# Pruning

ESS provides a pruning feature to perform hard deletes of [soft-deleted resources](https://docs.inrupt.com/ess/pod-resources#resource-deletion) and [orphan data](https://docs.inrupt.com/ess/pod-resources#modification-of-resource-content).

The pruning process operates in multiple iterations with configurable batch sizes. This approach processes smaller batches of resources per iteration, reducing peak system load and memory consumption while allowing fine-grained control over the total processing time through the maximum iterations parameter.

## Pruning (Hard Deletes)

Prune consists of two [Kubernetes CronJobs](https://kubernetes.io/docs/concepts/workloads/controllers/cron-jobs/) :

* [One](https://docs.inrupt.com/ess/services/service-pod-management/service-pod-storage#pruning-soft-deleted-resources) to delete “prunable” resources. Prunable resources are resources that have been marked for deletion (i.e., soft-deleted) and are past their [**`INRUPT_STORAGE_PRUNE_RETENTION_WINDOW`**](https://docs.inrupt.com/ess/services/service-pod-management/service-pod-storage#inrupt_storage_prune_retention_window) .
* [One](https://docs.inrupt.com/ess/services/service-pod-management/service-pod-storage#pruning-orphan-data) to delete orphan data. Orphan data are resource data without associated metadata.

{% hint style="warning" %}
**Important**\
Pruning operations may negatively affect performance. If possible, schedule the CronJob to run at times when you can minimize its impact.

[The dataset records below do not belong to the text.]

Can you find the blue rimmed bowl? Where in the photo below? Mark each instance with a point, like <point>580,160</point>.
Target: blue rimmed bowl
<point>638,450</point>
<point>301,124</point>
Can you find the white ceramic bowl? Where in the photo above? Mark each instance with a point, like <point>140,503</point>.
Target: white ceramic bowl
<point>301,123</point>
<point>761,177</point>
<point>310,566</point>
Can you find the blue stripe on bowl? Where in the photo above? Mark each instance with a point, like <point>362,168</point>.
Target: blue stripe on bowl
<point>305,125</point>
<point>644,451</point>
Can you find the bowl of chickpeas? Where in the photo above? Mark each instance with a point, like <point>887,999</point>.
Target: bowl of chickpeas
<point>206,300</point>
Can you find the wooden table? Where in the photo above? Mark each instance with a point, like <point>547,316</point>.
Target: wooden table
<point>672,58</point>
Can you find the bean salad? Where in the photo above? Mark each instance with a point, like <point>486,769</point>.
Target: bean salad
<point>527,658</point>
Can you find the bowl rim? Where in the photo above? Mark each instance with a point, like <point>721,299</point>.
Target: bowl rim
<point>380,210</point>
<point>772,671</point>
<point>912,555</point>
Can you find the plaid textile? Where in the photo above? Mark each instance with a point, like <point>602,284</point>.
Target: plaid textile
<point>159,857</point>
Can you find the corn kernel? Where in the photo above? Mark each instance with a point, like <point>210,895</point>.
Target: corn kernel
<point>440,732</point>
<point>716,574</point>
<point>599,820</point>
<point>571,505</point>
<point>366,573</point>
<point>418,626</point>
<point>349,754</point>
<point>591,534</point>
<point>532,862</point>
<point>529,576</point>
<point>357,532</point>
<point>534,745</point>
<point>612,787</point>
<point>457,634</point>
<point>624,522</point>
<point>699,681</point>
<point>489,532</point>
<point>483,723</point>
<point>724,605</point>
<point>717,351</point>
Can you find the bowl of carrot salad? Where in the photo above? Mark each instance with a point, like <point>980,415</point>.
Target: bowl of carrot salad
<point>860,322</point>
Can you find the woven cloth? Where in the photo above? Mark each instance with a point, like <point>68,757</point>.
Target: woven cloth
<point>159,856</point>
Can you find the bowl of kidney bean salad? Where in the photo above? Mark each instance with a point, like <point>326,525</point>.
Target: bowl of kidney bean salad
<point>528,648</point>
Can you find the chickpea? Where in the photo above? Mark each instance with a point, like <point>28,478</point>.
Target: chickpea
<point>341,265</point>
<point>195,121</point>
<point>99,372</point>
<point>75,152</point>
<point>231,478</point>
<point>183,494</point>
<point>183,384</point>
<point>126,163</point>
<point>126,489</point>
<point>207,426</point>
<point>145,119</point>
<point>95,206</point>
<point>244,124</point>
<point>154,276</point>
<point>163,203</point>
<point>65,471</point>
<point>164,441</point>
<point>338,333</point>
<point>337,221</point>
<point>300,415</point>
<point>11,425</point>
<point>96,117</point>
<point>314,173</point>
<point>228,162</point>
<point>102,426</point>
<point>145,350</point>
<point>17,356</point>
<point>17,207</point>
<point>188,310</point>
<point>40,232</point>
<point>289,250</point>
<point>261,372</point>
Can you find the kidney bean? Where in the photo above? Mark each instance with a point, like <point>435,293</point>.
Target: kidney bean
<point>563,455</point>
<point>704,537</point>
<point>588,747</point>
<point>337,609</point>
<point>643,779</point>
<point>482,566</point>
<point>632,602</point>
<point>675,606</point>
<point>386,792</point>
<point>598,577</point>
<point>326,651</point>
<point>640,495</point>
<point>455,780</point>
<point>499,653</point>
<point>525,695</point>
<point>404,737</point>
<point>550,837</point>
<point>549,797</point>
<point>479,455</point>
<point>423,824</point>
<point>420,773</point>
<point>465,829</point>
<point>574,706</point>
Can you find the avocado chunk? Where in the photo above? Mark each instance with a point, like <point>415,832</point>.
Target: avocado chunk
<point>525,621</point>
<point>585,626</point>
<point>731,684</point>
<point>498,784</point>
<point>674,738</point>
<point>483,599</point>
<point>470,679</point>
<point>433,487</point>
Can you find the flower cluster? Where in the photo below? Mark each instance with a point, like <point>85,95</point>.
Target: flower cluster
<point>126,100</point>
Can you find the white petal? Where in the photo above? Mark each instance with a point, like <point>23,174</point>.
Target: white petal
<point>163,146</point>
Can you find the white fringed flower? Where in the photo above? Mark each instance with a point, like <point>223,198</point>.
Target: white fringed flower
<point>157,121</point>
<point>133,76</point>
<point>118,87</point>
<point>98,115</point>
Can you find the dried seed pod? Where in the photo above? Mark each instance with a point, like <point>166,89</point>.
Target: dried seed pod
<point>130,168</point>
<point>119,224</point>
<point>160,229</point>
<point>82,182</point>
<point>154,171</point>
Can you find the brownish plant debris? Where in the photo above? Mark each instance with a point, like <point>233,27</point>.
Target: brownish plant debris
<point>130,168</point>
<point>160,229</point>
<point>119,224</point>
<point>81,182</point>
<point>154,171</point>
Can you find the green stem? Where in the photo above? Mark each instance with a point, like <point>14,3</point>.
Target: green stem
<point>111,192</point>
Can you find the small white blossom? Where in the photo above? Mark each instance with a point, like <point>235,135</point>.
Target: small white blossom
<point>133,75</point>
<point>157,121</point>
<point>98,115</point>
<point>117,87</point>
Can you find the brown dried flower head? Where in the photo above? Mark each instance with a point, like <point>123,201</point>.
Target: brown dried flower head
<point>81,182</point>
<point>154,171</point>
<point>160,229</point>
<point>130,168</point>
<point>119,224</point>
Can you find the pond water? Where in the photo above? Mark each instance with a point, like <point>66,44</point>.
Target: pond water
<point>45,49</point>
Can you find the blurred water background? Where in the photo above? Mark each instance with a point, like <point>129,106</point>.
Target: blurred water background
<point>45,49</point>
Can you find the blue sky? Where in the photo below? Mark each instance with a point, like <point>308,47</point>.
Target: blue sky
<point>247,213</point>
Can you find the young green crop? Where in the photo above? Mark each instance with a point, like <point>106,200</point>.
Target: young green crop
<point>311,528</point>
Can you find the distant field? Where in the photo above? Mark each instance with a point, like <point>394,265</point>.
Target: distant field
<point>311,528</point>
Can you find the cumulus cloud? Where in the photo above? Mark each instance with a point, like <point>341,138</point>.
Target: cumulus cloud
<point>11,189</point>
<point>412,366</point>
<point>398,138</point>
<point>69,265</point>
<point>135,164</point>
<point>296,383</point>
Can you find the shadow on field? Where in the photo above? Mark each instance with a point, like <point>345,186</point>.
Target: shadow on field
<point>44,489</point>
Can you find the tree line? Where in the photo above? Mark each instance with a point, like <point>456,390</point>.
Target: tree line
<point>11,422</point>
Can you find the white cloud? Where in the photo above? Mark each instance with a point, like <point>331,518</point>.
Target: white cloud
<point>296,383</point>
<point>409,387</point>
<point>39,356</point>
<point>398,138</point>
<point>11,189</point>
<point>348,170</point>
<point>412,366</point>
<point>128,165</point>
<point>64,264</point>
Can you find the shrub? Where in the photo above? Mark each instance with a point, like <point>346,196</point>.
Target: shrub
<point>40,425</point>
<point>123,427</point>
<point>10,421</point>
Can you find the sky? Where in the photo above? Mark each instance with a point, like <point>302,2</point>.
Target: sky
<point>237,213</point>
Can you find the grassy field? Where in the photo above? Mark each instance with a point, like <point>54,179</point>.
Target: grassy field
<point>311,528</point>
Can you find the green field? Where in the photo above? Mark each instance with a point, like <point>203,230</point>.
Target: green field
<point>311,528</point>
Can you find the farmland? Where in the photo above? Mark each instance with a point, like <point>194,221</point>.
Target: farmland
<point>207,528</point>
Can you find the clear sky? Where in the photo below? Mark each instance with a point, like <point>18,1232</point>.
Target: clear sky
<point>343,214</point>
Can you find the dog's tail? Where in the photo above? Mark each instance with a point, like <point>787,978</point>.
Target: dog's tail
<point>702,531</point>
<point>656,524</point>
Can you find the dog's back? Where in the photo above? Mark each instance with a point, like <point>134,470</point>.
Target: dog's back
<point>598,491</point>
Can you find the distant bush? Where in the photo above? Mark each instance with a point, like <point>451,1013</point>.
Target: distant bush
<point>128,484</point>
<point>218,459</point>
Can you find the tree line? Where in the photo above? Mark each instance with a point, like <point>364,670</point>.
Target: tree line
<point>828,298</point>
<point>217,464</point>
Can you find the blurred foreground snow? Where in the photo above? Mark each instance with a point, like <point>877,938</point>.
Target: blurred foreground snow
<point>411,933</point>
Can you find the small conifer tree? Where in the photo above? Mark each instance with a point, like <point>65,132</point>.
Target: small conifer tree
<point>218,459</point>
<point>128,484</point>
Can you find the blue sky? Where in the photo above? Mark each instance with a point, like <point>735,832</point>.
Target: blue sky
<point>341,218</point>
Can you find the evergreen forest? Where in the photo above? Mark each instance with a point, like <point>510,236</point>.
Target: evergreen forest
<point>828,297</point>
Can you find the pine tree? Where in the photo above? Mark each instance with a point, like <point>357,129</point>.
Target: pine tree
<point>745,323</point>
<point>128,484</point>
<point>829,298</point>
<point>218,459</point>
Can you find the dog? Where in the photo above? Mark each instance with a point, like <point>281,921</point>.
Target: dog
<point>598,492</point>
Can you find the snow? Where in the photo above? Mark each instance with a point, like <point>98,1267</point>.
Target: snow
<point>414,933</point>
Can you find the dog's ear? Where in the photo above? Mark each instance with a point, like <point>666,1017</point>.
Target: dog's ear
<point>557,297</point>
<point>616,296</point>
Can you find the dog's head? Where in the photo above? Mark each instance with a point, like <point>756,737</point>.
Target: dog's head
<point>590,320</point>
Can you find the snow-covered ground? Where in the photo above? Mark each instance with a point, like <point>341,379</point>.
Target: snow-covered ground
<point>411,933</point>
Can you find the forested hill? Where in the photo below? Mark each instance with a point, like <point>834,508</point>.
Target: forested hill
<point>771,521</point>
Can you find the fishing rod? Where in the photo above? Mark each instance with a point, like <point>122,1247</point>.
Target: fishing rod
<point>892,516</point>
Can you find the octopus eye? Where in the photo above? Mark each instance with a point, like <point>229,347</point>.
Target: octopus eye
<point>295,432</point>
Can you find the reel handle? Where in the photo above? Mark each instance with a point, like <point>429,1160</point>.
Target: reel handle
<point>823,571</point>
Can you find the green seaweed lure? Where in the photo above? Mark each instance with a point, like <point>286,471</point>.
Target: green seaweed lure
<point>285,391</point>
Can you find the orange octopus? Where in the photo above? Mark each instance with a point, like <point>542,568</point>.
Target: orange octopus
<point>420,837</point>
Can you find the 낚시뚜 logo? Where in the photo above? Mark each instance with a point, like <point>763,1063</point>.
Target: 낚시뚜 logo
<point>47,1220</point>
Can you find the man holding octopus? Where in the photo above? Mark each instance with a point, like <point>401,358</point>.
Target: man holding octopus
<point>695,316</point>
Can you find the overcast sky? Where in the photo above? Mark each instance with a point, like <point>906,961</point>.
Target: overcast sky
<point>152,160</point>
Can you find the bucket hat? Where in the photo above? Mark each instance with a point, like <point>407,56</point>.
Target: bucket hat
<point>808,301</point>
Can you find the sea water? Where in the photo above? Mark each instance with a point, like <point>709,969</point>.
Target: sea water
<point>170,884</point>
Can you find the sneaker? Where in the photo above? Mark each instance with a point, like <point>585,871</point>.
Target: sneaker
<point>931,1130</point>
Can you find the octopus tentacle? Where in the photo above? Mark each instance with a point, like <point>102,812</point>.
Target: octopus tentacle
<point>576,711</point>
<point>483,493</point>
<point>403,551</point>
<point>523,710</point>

The batch iteration approach helps manage performance impact:

* Smaller batch sizes reduce per-iteration resource consumption
* The maximum iterations parameter controls total processing time per job run
* If the maximum iterations limit is reached, a warning is logged and remaining items are processed in subsequent scheduled runs

To configure the Prune jobs, see [Modify Prune Configuration](https://docs.inrupt.com/ess/latest/installation/customize-configurations/customization-pod-maintenance/modify-prune) .
{% endhint %}

## Configuration

### Configuration to Prune Soft-Deleted Resources

For [soft-deleted resources](https://docs.inrupt.com/ess/pod-resources#resource-deletion), Prune has the following configurations:

* [**`INRUPT_STORAGE_PRUNE_RETENTION_WINDOW`**](https://docs.inrupt.com/ess/services/service-pod-management/service-pod-storage#inrupt_storage_prune_retention_window)
  * Required.
  * Determines which soft-deleted resources are “prunable”.
  * Specify the value in a format supported by Java [Duration.parse()](https://docs.oracle.com/en/java/javase/17/docs/api/java.base/java/time/Duration.html#parse\(java.lang.CharSequence\)) method.
* [**`INRUPT_STORAGE_PRUNE_PRUNABLE_BATCH_SIZE`**](https://docs.inrupt.com/ess/services/service-pod-management/service-pod-storage#inrupt_storage_prune_prunable_batch_size)
  * Required.
  * Limits the number of results returned per iteration when querying the metadata.
  * Set to an integer value.
* [**`INRUPT_STORAGE_PRUNE_ORPHAN_BATCH_SIZE`**](https://docs.inrupt.com/ess/services/service-pod-management/service-pod-storage#inrupt_storage_prune_orphan_batch_size)
  * Required.
  * Set to **`0`** when pruning soft-deleted resources.
* [**`INRUPT_STORAGE_PRUNE_MAX_ITERATIONS`**](https://docs.inrupt.com/ess/services/service-pod-management/service-pod-storage#inrupt_storage_prune_max_iterations)
  * Optional.
  * Maximum number of batch iterations to execute per prune job run.
  * Default: `100`. Kubernetes deployment default: `1000`.
  * Set to an integer value.
* [**`INRUPT_STORAGE_PRUNE_ITERATION_DELAY_MS`**](https://docs.inrupt.com/ess/services/service-pod-management/service-pod-storage#inrupt_storage_prune_iteration_delay_ms)
  * Optional.
  * Millisecond delay between iterations to reduce system load.
  * Default: `20`.
  * Set to `0` to disable the delay.
* [**`INRUPT_STORAGE_PRUNE_PRE_COMPLETION_DELAY_MS`**](https://docs.inrupt.com/ess/services/service-pod-management/service-pod-storage#inrupt_storage_prune_pre_completion_delay_ms)
  * Optional.
  * Delay in milliseconds before process completion to allow metrics scraping.
  * Default: `10000` (10 seconds).
* [**`COM_INRUPT_STORAGE_METADATA_JDBC_CONNECTIONLIMITER_OPENCONNECTION_TIMEOUT_VALUE`**](https://docs.inrupt.com/ess/services/service-pod-management/service-pod-storage#com_inrupt_storage_metadata_jdbc_connectionlimiter_openconnection_timeout_value)
  * Required.
  * Determines how long to keep the connection to the metadata database open.
  * Set to an integer value. Adjust the value to accommodate changes in
    * [**`INRUPT_STORAGE_PRUNE_RETENTION_WINDOW`**](https://docs.inrupt.com/ess/services/service-pod-management/service-pod-storage#inrupt_storage_prune_retention_window)
    * [**`INRUPT_STORAGE_PRUNE_PRUNABLE_BATCH_SIZE`**](https://docs.inrupt.com/ess/services/service-pod-management/service-pod-storage#inrupt_storage_prune_prunable_batch_size)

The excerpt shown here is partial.